COVID-19 cases trending younger
A growing number of people are waiting for hours in long lines to get tested for COVID-19 and the number of positive cases is rising, especially among younger people.
A second 17-year-old in Florida died Tuesday from the coronavirus, this time in Lee County. Her death brings a new warning about the danger the virus poses to young people.
Florida reported a record 5,508 cases on Wednesday and many are waiting for a response from Gov. Ron DeSantis, who in his brief appearance Wednesday in Miami, did not address the spike in cases directly. Instead, he echoed what he has said before about more testing equals more cases.
“The message is clear and consistent. We have to trust people to make good decisions … if you follow the guidelines, everything works out fine,” he said.
Seventeen-year-old Rebecca Pacter admitted she didn’t follow the rules when she went to a graduation party. She contracted the virus; so did three of her friends.
“I thought there was no way I could catch this,” she said.
The graduating senior at Barron Collier High School in North Naples said the virus hit her hard.
“That Saturday at two in the morning, I woke up unable to breathe and I was coughing. My dad listened to my lungs … sounded like there was fluid in my lungs.”

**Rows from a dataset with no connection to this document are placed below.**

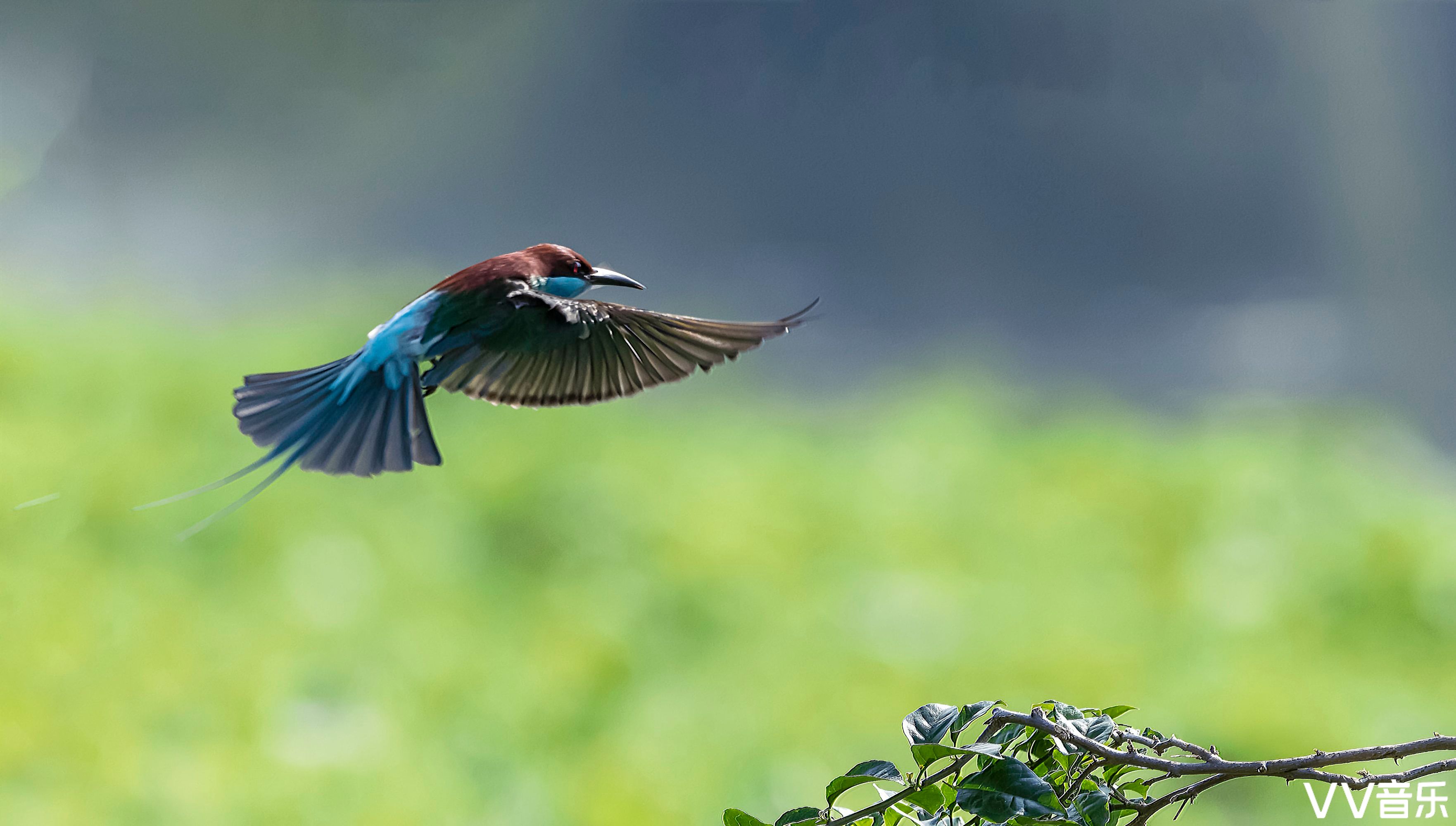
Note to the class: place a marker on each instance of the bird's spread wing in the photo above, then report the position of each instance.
(571, 351)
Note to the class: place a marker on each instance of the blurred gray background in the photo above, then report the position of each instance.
(1173, 200)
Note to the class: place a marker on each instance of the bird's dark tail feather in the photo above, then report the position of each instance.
(319, 422)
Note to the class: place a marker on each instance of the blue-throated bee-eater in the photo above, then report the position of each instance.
(510, 330)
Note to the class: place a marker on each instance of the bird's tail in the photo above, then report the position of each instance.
(340, 419)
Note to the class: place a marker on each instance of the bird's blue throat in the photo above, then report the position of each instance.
(564, 286)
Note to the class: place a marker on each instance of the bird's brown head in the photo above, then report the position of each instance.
(552, 267)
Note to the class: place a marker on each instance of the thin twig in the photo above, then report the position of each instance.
(1207, 762)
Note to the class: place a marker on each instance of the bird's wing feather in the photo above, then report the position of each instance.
(573, 351)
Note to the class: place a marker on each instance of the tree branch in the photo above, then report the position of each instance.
(1202, 762)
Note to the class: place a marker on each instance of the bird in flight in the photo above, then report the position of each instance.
(510, 330)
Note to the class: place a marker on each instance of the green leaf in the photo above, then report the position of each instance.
(1007, 789)
(929, 723)
(1007, 733)
(1110, 774)
(870, 771)
(737, 818)
(1091, 809)
(801, 815)
(926, 754)
(1139, 787)
(928, 799)
(1069, 712)
(969, 714)
(1100, 727)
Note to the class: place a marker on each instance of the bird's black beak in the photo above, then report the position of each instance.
(601, 277)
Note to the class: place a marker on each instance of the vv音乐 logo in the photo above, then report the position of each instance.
(1392, 800)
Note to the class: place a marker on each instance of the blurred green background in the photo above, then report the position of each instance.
(644, 612)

Rebecca said she’s going to recover and she knows she’s lucky. Two Florida teenagers – both also 17 – died in the last week from COVID-19.
Dr. Bindu Mayi, a microbiology professor at Nova Southeastern University, said that unless things change with people not following guidelines, the virus will continue its spread.

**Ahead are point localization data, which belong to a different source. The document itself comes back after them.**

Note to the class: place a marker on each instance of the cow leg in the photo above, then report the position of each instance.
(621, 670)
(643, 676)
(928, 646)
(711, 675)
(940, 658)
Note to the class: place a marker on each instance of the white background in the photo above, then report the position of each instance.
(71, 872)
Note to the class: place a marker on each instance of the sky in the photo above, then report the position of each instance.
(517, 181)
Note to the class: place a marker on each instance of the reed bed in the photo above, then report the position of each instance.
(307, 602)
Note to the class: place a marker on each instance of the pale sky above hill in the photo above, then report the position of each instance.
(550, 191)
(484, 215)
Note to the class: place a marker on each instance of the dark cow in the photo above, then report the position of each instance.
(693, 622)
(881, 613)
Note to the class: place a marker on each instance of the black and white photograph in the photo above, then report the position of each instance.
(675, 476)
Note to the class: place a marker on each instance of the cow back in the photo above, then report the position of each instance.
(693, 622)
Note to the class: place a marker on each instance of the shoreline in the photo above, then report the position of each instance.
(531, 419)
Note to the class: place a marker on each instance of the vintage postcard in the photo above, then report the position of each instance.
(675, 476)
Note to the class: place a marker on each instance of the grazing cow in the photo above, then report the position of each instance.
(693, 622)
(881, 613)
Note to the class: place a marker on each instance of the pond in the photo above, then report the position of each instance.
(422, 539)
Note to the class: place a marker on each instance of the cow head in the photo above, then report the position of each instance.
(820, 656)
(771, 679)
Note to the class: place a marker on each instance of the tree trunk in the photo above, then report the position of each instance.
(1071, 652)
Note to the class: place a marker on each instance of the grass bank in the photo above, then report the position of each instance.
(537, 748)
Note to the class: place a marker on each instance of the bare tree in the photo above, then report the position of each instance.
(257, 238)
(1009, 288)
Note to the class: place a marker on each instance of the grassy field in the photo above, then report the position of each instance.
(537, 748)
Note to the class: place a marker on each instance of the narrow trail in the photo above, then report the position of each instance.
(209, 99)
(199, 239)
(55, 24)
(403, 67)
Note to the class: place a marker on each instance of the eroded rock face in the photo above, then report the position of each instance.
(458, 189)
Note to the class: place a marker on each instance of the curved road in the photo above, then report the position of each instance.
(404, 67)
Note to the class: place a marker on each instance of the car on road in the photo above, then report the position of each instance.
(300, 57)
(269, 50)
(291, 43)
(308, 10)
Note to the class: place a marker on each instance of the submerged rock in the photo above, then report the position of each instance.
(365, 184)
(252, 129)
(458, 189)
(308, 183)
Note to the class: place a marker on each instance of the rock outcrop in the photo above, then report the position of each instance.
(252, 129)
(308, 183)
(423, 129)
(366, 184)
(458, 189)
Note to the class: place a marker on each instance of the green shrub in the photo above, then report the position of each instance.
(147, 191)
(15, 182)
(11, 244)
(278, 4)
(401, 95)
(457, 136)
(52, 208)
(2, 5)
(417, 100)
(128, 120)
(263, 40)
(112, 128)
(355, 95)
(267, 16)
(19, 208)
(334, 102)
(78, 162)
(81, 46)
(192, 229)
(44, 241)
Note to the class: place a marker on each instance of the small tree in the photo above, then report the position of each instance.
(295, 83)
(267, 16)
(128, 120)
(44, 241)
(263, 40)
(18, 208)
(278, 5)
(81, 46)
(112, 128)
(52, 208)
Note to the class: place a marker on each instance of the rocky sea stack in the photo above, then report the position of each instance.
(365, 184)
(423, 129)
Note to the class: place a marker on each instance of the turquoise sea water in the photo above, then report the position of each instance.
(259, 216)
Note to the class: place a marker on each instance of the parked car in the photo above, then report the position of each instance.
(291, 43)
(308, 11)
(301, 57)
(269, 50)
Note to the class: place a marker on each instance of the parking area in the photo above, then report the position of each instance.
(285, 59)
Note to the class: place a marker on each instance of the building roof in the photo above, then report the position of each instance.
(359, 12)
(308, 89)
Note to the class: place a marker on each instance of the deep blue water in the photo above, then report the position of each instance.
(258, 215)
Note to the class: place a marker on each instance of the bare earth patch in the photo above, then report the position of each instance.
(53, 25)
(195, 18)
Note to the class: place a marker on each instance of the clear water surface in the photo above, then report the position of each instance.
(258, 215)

“When we do see the spike in cases, it’s just a matter of time before we see a spike in hospitalizations and then a spike in deaths,” she said.
“There isn’t that fear that keeps them at home so they are out mingling in the community and so the chances of picking up the virus from others who are asymptomatic yet contagious goes up.”
Nationwide, there have been 125 deaths of people ages 15 to 24. In Florida, nine deaths among ages 25 to 34 were reported in April. Today, that figure has doubled.
DeSantis announced the state will debut a public service campaign “soon” to constantly remind everyone of all ages to avoid the “three Cs” – closed spaces, crowded places and close-contact settings.